CrossFit shoes will make a massive difference in your workouts. Standard sneakers just can’t beat tailor-made technology that was exclusively designed for the purpose.
But at the same time, this technology is more costly than conventional footwear. Those looking to optimize each aspect of their training and are willing to invest will find unique benefits in cross-trainers that can't be found in other footwear. Whether it’s optimized stability for heavy lifting, or explosive responsiveness for jumping, cross-trainers will help you dominate various workout regimens.
Keep in mind that this specific footwear is not efficient at work or running over 5 miles (even though some of them do support running and walking). The target of this kind of trainer is to enhance the aspects of training. Don’t expect them to be efficient at unrelated exercises.
With all of that being said, we hope that you enjoyed our guide! If you have any questions on the topic, definitely check out our FAQ section below. We wish you good luck in choosing your next favorite pair of CrossFit shoes!
Frequently Asked Questions
q: How do CrossFit shoes compare to sneakers made for lifting?
Lifting-specific footwear is pretty stiff, bulky, and high; they are limited to a solid platform for lifting. Trying to run, jog, or jump with those will result in sore feet and calves.

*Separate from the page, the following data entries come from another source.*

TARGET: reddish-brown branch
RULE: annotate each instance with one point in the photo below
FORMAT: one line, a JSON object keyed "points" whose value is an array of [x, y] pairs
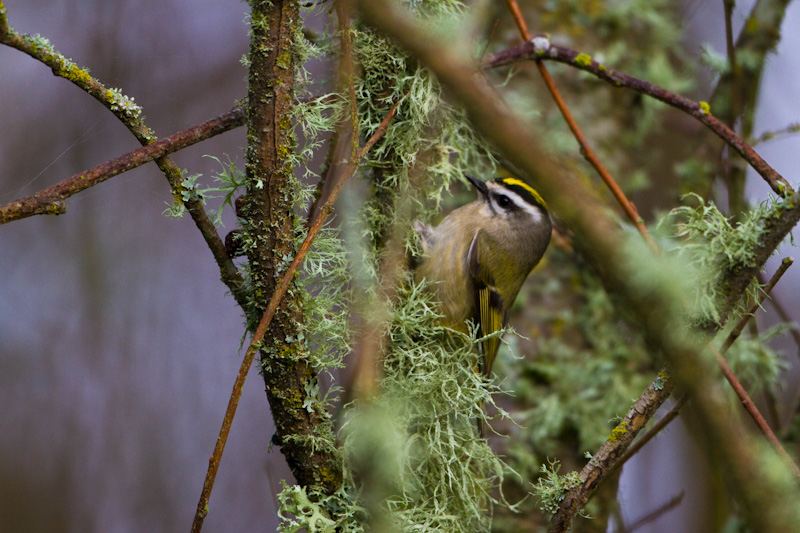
{"points": [[540, 49], [586, 149], [732, 336], [51, 201], [131, 116], [513, 6], [266, 319]]}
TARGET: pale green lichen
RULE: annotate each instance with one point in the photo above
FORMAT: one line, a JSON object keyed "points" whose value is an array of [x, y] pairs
{"points": [[583, 60], [122, 104]]}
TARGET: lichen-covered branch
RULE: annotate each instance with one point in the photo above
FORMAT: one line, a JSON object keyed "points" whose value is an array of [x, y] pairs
{"points": [[130, 114], [301, 430], [767, 497], [51, 201], [540, 48]]}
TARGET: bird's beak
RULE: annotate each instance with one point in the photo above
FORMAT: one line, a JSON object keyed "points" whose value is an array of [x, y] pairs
{"points": [[479, 185]]}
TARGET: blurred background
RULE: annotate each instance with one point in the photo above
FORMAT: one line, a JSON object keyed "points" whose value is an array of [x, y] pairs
{"points": [[118, 343]]}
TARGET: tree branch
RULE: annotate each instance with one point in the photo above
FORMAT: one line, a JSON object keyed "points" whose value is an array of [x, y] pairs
{"points": [[130, 114], [767, 499], [51, 201], [540, 49]]}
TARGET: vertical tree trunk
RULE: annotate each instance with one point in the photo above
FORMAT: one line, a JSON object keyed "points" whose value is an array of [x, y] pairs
{"points": [[269, 226]]}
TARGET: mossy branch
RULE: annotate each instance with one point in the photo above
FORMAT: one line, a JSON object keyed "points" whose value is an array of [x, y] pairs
{"points": [[130, 114], [767, 499], [51, 201], [541, 49]]}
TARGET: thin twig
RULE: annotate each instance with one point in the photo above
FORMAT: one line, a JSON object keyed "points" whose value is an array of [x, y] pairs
{"points": [[732, 336], [266, 319], [586, 149], [51, 201], [541, 48], [739, 327], [663, 422], [131, 117]]}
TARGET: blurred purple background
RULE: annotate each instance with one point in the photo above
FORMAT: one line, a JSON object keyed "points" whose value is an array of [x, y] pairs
{"points": [[118, 343]]}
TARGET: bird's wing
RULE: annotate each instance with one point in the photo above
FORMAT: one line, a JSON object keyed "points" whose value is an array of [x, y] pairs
{"points": [[490, 307]]}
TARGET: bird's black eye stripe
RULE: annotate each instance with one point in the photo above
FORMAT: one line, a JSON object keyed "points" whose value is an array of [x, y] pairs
{"points": [[503, 201]]}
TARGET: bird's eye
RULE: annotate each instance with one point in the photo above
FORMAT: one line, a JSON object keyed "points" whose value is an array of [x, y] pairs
{"points": [[503, 201]]}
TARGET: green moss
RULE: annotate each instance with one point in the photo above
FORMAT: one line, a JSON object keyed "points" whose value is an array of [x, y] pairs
{"points": [[619, 431], [583, 60]]}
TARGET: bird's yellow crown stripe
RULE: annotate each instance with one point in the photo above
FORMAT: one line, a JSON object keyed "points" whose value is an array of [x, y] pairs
{"points": [[520, 183]]}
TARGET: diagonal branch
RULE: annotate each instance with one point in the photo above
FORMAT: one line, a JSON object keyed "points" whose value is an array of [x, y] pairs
{"points": [[130, 114], [51, 201], [767, 499], [540, 48], [586, 149]]}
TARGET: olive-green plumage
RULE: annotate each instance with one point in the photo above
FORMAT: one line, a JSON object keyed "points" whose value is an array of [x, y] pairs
{"points": [[481, 253]]}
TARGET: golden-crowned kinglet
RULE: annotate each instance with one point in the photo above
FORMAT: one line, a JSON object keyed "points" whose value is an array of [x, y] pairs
{"points": [[481, 253]]}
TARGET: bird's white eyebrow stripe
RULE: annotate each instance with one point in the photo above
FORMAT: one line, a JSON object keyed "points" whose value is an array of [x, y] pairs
{"points": [[520, 202]]}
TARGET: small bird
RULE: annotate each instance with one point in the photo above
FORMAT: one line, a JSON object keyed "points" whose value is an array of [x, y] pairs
{"points": [[481, 253]]}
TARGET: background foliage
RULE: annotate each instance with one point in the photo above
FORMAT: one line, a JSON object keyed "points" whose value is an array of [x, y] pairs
{"points": [[572, 368]]}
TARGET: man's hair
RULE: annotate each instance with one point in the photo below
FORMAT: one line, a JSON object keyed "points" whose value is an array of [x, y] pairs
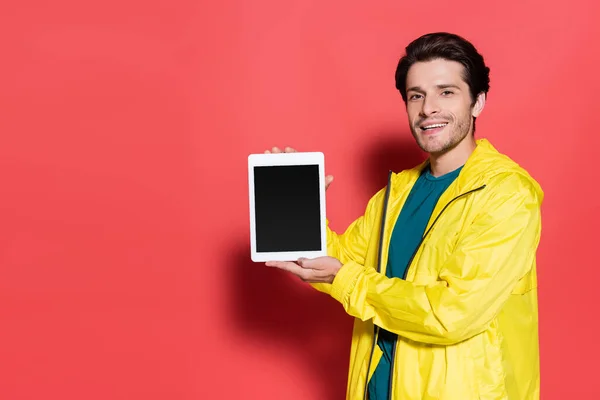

q: Are these adequate for general sports?
As long as we're talking about sprinting, lifting, climbing, or jumping, they're adequate. Surfaces like concrete and hardwood shouldn't pose a problem; they endure boxing and dodgeball for example. For anything else, you might want to try tennis shoes instead.
q: Is it okay to run with CrossFit shoes?
Generally, they don't have enough cushioning for long-distance running. Some brands do support running though, so pay attention to each product. Lifting-oriented ones are a huge no-no for runners.
q: How often should I replace these trainers?
Once the factors listed in our Criteria start failing, it's time for new ones. Don't take things such as grip and stability to the limit - replace them if performance or safety is compromised. Slipping and squeaking are clear signs of degrading.
q: What kind of cross-trainers should I pick?
Depends on the use you'll give them. Running needs cushioning and flexibility, climbing needs grip and traction, and lifting needs stability. "All-in-one" trainers are the way to go if you need all of it.
q: Can the heels endure heavy weight?
Lifting cross-trainers support massive squats and deadlifts. Those that are more on the aerobic side will degrade quicker from those exercises though.